It is the first time that an Argentine law mentions “crypto” providers against gambling addiction.
Penalties of 2 to 4 years in prison are established for providing “crypto” services to illegal platforms.
The Government of Argentina, through the Ministry of Health, presented to Congress a bill for the prevention of gambling addiction and the regulation of online gambling, which marks a milestone by explicitly including, for the first time, providers of virtual asset (cryptocurrency) services within its scope of application.
The initiative seeks to establish a comprehensive regulatory framework for online betting and gambling, limiting its advertising, “protecting vulnerable populations—especially children and adolescents—and combating illegal gambling.”
He bill establishes a clear prohibition. banks, fintechscryptocurrency exchanges and wallet providers They will not be able to offer their services or facilitate transactions to betting platforms and online casinos that operate without an official license in Argentine territory.
According to the text of the project, inter-institutional coordination will be strengthened between the Central Bank of the Argentine Republic (BCRA), the National Securities Commission (CNV), the National Communications Entity (ENACOM) and NIC Argentina (National Directorate of the Internet Domain Registry).
The objective is to effectively block both technical access and fund flows, including those made through cryptocurrenciestowards unauthorized operators.
In addition, the project proposes modifications to the Penal Code that contemplate prison sentences of two to four years for people or companies that provide essential financial, technological or digital asset services to these illegal platforms.
Cryptoasset exchanges and providers will need to implement more rigorous due diligence controls, transaction monitoring, and know-your-customer (KYC) policies to comply with the new obligations.

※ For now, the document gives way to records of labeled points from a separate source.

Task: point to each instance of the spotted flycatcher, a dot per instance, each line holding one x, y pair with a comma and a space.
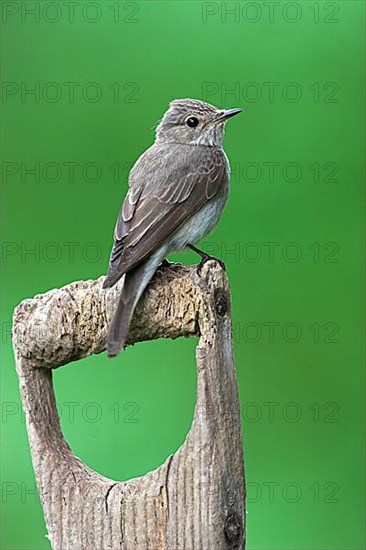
177, 191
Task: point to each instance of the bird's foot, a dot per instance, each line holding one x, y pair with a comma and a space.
205, 258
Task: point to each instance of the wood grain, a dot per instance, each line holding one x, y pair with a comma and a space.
195, 500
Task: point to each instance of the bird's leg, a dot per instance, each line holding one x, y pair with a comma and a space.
204, 258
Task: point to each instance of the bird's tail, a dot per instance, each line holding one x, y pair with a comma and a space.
135, 283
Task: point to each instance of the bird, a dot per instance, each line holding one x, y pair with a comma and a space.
177, 190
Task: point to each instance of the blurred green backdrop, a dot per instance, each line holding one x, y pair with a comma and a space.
102, 73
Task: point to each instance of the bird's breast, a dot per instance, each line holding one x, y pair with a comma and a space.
200, 224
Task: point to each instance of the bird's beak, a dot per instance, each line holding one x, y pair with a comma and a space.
228, 113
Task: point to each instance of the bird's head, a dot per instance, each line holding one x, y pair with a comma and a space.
194, 122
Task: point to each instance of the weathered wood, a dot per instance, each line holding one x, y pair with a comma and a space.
195, 500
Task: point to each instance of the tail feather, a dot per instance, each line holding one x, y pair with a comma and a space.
135, 283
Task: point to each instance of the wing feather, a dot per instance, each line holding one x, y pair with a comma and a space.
168, 184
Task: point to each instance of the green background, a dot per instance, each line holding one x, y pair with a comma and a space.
131, 413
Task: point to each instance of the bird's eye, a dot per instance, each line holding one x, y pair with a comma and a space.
192, 122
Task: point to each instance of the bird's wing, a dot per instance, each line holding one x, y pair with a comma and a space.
167, 185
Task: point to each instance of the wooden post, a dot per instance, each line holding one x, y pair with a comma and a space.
195, 500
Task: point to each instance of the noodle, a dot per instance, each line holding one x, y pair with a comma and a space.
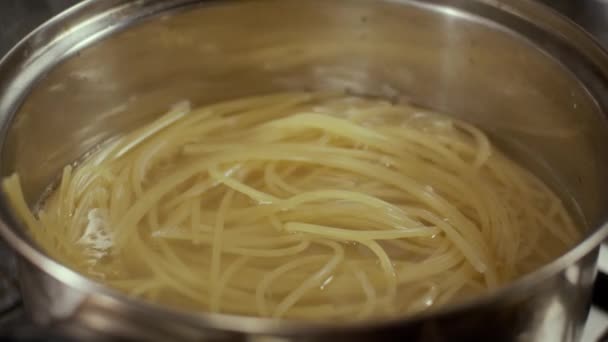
300, 205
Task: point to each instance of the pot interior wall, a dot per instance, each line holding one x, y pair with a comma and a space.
439, 57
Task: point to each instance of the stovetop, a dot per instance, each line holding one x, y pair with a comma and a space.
18, 17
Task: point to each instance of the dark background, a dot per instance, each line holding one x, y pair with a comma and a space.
19, 17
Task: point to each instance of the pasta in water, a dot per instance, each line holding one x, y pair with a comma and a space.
301, 206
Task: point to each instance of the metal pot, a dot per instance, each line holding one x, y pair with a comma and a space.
530, 78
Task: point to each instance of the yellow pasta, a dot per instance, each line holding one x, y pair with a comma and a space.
300, 206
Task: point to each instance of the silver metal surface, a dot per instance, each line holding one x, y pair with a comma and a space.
533, 80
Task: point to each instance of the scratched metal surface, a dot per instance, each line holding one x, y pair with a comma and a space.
18, 17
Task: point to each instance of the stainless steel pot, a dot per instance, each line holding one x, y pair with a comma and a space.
532, 79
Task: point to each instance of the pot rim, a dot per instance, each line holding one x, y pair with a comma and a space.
81, 12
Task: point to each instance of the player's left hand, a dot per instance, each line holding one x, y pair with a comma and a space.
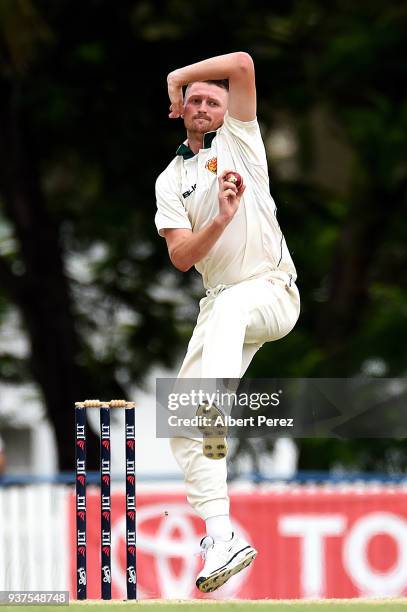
176, 96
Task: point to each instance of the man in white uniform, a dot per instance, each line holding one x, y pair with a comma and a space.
233, 239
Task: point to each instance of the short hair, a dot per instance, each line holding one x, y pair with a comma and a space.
222, 83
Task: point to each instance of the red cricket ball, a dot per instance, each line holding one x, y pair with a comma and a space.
234, 177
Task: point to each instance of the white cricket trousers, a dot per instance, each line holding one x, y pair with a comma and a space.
233, 323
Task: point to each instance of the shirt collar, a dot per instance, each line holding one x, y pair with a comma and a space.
187, 153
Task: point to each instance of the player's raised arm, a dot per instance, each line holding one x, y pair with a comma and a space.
237, 67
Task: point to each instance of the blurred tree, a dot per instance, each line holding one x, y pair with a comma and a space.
84, 133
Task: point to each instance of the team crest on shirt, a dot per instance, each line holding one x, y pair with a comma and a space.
212, 164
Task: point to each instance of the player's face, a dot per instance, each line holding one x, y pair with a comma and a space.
204, 107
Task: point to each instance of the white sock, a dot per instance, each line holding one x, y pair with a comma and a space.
219, 527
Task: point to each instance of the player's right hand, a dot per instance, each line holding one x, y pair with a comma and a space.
229, 196
175, 95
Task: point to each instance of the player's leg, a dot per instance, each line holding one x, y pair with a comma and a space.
255, 311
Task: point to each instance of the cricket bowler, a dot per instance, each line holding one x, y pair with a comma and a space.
216, 213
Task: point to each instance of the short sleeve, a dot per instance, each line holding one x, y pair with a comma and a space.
171, 213
247, 138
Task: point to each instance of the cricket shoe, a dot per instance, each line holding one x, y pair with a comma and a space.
214, 431
222, 561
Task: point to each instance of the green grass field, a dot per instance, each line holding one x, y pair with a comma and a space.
333, 605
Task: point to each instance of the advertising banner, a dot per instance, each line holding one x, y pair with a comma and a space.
312, 542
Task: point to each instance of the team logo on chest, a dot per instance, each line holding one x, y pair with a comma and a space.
212, 164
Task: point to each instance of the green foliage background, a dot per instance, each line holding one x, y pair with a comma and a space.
84, 133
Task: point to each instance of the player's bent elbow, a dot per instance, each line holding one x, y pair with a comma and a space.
179, 264
245, 62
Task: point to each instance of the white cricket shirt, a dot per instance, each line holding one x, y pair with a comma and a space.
187, 197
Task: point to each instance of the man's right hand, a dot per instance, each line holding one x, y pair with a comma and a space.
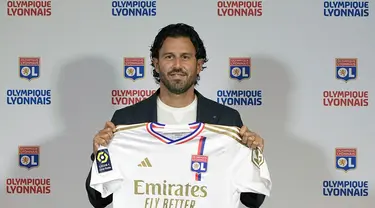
103, 136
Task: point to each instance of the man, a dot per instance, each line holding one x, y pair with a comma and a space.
178, 55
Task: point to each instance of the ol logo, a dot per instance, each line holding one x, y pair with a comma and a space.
240, 68
346, 158
199, 165
29, 68
346, 69
134, 68
103, 161
28, 156
257, 157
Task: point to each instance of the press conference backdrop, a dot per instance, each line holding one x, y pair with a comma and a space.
299, 72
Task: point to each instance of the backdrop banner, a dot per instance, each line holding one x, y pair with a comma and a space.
295, 70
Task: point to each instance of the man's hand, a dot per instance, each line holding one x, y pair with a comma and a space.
103, 136
251, 139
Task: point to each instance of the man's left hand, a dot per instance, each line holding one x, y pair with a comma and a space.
251, 139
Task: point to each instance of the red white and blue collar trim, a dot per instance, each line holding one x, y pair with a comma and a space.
196, 128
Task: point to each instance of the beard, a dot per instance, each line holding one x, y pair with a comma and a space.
178, 86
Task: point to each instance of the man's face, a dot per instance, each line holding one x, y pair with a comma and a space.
177, 66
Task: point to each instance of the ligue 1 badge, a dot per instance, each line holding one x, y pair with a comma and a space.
199, 163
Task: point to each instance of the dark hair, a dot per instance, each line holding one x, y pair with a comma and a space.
175, 31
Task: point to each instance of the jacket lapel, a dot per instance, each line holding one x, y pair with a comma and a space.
204, 112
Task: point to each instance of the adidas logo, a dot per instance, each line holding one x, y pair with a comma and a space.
145, 163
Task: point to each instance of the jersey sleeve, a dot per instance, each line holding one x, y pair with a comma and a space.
250, 172
106, 176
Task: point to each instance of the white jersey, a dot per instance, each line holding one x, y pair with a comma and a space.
151, 165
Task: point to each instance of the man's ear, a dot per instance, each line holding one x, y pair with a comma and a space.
155, 61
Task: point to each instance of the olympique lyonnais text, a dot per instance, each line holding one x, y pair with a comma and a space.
130, 97
134, 8
29, 97
29, 8
239, 8
346, 8
239, 97
345, 188
28, 186
169, 195
345, 98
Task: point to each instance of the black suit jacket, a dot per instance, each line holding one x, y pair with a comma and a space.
208, 111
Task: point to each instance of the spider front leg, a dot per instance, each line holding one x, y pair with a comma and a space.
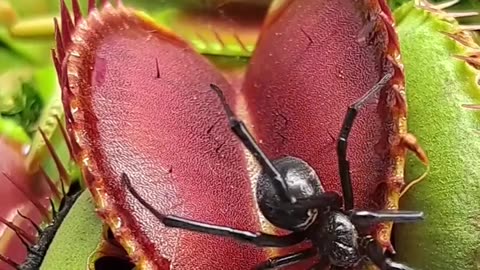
239, 128
258, 239
289, 259
343, 163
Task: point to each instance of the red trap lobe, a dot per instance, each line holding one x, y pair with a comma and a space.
150, 113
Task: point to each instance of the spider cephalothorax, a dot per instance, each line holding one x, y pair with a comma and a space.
291, 196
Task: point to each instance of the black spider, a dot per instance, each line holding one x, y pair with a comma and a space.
291, 196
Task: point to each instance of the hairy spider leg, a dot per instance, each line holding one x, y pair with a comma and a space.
239, 128
289, 259
258, 239
342, 143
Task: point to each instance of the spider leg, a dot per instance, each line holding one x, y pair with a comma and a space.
375, 253
239, 128
258, 239
343, 163
323, 264
288, 259
322, 201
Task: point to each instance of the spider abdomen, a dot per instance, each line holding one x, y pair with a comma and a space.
303, 183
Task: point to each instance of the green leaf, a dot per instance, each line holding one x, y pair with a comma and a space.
76, 239
437, 86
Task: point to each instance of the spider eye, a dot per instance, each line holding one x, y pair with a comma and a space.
303, 184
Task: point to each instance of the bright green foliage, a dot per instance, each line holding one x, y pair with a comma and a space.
437, 86
76, 239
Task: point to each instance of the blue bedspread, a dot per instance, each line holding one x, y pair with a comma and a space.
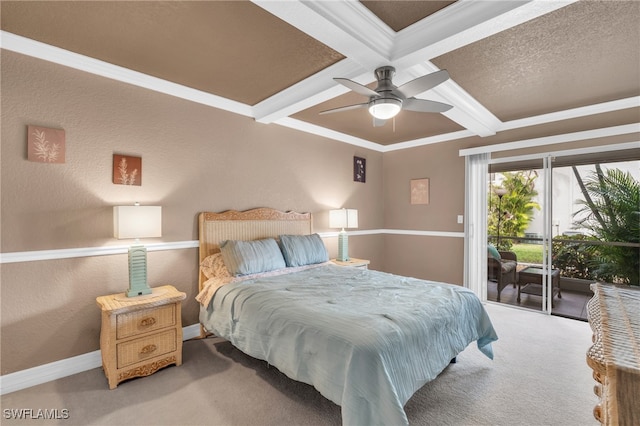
366, 340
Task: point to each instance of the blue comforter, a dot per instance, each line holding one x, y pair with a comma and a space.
366, 340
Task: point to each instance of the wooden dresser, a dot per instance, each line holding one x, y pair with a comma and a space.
140, 335
614, 316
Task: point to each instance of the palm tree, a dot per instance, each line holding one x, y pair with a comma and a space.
516, 206
611, 212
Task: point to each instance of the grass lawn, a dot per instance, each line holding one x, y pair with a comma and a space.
528, 253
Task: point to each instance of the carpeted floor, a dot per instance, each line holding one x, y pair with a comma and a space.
538, 377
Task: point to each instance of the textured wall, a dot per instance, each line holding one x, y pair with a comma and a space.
194, 158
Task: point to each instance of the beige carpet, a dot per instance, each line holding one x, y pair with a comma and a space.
538, 377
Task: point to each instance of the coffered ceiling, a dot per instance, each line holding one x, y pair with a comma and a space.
519, 69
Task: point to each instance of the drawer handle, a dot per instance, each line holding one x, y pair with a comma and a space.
148, 349
146, 322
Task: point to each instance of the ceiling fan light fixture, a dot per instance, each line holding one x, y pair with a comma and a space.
385, 108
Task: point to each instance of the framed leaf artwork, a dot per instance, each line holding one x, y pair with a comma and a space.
127, 170
359, 169
420, 191
45, 145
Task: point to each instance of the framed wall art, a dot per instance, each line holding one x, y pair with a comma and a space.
419, 191
127, 170
359, 169
45, 145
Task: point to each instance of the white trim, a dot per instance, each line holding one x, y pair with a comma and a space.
568, 152
66, 367
38, 255
31, 256
328, 133
70, 59
550, 140
275, 106
569, 114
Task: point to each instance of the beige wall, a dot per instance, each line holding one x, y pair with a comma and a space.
428, 257
194, 158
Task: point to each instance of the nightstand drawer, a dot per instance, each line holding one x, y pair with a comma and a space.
146, 320
148, 347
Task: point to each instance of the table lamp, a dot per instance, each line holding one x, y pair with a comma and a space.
137, 222
343, 218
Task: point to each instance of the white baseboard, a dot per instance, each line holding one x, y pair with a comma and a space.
65, 367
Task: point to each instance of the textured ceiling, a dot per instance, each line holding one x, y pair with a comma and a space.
517, 68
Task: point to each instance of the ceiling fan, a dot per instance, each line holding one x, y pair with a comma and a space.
387, 100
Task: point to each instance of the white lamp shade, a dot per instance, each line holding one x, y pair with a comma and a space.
343, 218
137, 222
385, 108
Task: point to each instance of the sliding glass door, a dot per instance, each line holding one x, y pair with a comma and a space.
562, 222
519, 236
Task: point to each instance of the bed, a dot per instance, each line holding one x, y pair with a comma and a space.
365, 339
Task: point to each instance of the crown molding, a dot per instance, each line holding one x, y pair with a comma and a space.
554, 139
80, 62
633, 102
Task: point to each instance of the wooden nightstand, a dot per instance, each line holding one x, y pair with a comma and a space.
353, 263
140, 335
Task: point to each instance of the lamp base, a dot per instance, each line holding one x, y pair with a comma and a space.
343, 247
138, 271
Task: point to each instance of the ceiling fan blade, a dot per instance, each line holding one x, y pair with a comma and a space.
344, 108
356, 87
423, 105
422, 84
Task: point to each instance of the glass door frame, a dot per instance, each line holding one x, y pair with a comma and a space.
547, 231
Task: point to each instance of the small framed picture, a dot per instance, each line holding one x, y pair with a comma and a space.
127, 170
359, 169
45, 145
419, 191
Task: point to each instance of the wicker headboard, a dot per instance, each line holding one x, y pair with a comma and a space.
215, 228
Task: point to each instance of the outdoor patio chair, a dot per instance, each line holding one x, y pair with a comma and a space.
503, 268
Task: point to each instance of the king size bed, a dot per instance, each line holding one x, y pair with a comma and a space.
365, 339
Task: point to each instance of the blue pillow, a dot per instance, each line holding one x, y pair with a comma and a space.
300, 250
493, 252
251, 257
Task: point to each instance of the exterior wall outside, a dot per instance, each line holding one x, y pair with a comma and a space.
194, 158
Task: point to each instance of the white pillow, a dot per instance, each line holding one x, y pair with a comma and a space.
213, 266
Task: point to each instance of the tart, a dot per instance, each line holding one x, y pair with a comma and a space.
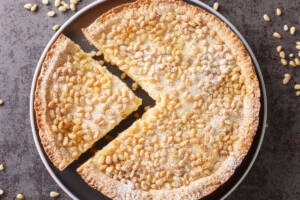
77, 101
207, 102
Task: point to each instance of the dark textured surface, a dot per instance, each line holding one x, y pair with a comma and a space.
23, 36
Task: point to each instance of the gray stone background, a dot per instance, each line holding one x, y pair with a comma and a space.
23, 36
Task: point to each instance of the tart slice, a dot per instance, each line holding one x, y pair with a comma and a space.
207, 102
77, 101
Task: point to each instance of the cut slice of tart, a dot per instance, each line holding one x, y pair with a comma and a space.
77, 101
207, 102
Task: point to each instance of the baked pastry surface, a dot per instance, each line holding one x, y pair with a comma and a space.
77, 101
207, 102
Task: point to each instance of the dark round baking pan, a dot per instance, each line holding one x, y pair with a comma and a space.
68, 179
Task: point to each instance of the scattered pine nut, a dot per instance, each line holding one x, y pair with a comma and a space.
216, 6
146, 108
123, 76
101, 62
65, 4
279, 48
293, 30
136, 115
20, 196
286, 79
134, 86
108, 138
297, 86
283, 62
278, 12
266, 18
99, 54
54, 194
73, 7
292, 63
45, 2
62, 9
282, 54
55, 27
34, 8
57, 3
276, 35
51, 13
28, 6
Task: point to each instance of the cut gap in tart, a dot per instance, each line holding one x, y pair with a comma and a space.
77, 102
207, 102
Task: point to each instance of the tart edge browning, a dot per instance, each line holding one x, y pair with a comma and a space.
207, 185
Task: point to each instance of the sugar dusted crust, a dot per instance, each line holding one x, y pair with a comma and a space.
57, 57
58, 156
203, 186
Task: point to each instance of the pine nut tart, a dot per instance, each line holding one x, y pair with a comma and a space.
207, 102
77, 101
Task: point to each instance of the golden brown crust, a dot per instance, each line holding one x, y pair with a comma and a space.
61, 155
58, 156
203, 186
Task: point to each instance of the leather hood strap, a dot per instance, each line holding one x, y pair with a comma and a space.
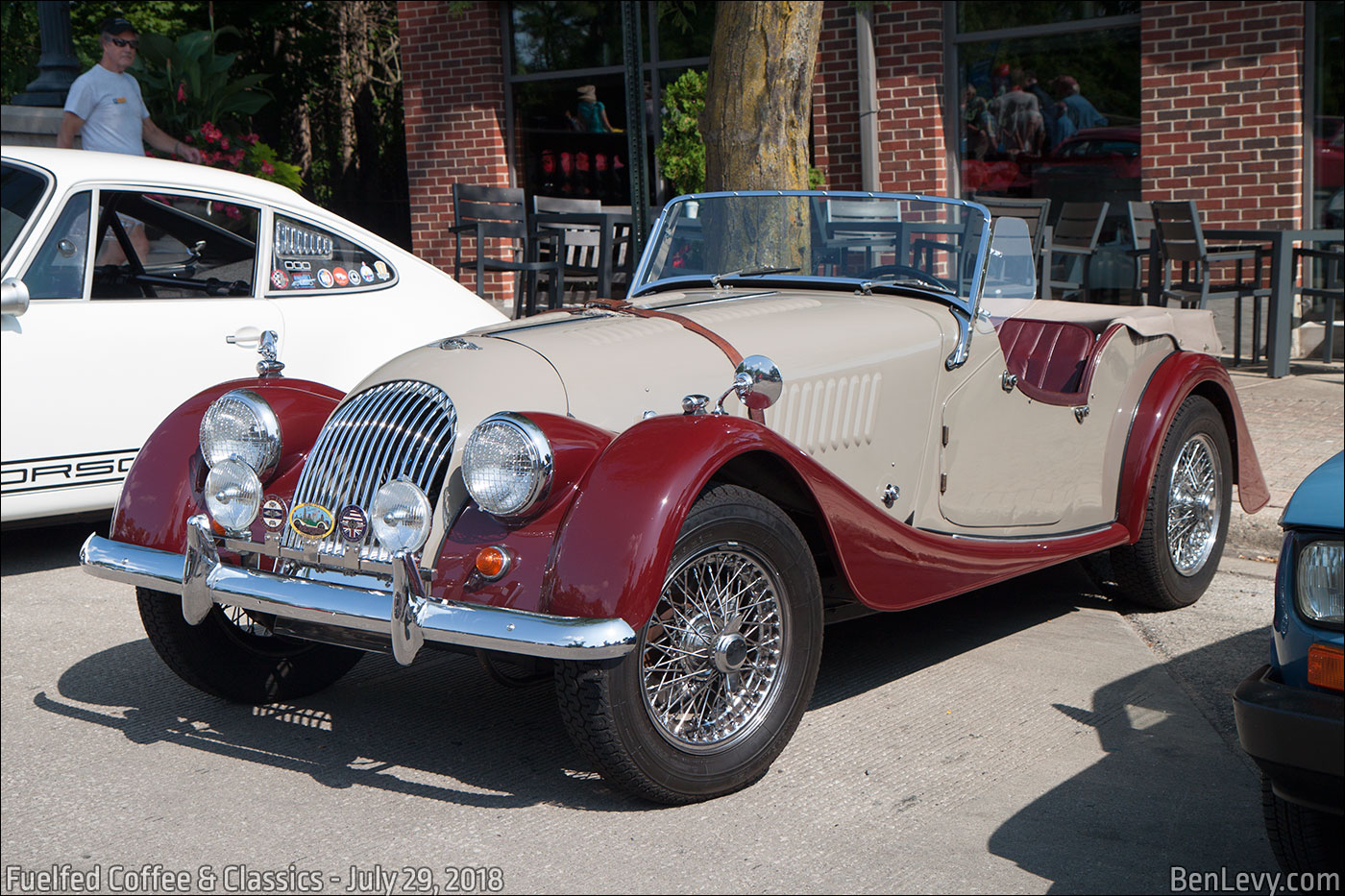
720, 342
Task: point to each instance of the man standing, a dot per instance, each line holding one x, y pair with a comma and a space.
105, 108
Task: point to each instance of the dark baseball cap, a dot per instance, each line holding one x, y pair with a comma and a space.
117, 24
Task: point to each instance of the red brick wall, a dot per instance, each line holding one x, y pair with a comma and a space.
908, 43
453, 97
908, 39
836, 100
1221, 109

More regulations for cryptocurrencies
Although the majority agree on the need to combat gambling addiction, the inclusion of cryptocurrencies has generated debate in the sector. Specialists warn that the measure could significantly increase operating costs and regulatory burden for local exchangesaffecting its competitiveness against international platforms.
“The industry understands that, given the nature of virtual assets, an excess of regulation or tax burden could imply the paradox of greater informality and a tendency to operate towards foreign/deregulated exchanges, contrary to the objectives proclaimed by the regulations and seriously affecting the industry and its users alike,” explained in March the Argentine Fintech Chamber.
Looking ahead, it is expected that this initiative will feel precedent for the development of broader regulation of the cryptocurrency ecosystem in the country.
In March of this year, the Buenos Aires Justice ordered the total blocking of access to Polymarket, the main global platform for prediction markets based on cryptocurrencies, for operating as a betting house without authorization.
This measure made Argentina one of the first Latin American countries to completely block the platformincluding the elimination of its applications in Google and Apple stores, as reported by CriptoNoticias.
The current project represents an important advance in the regulation of digital assets in Argentina. However, its success will largely depend on the real capacity of the authorities to supervise the use of cryptocurrencies in an environment inherently resistant to centralized controls.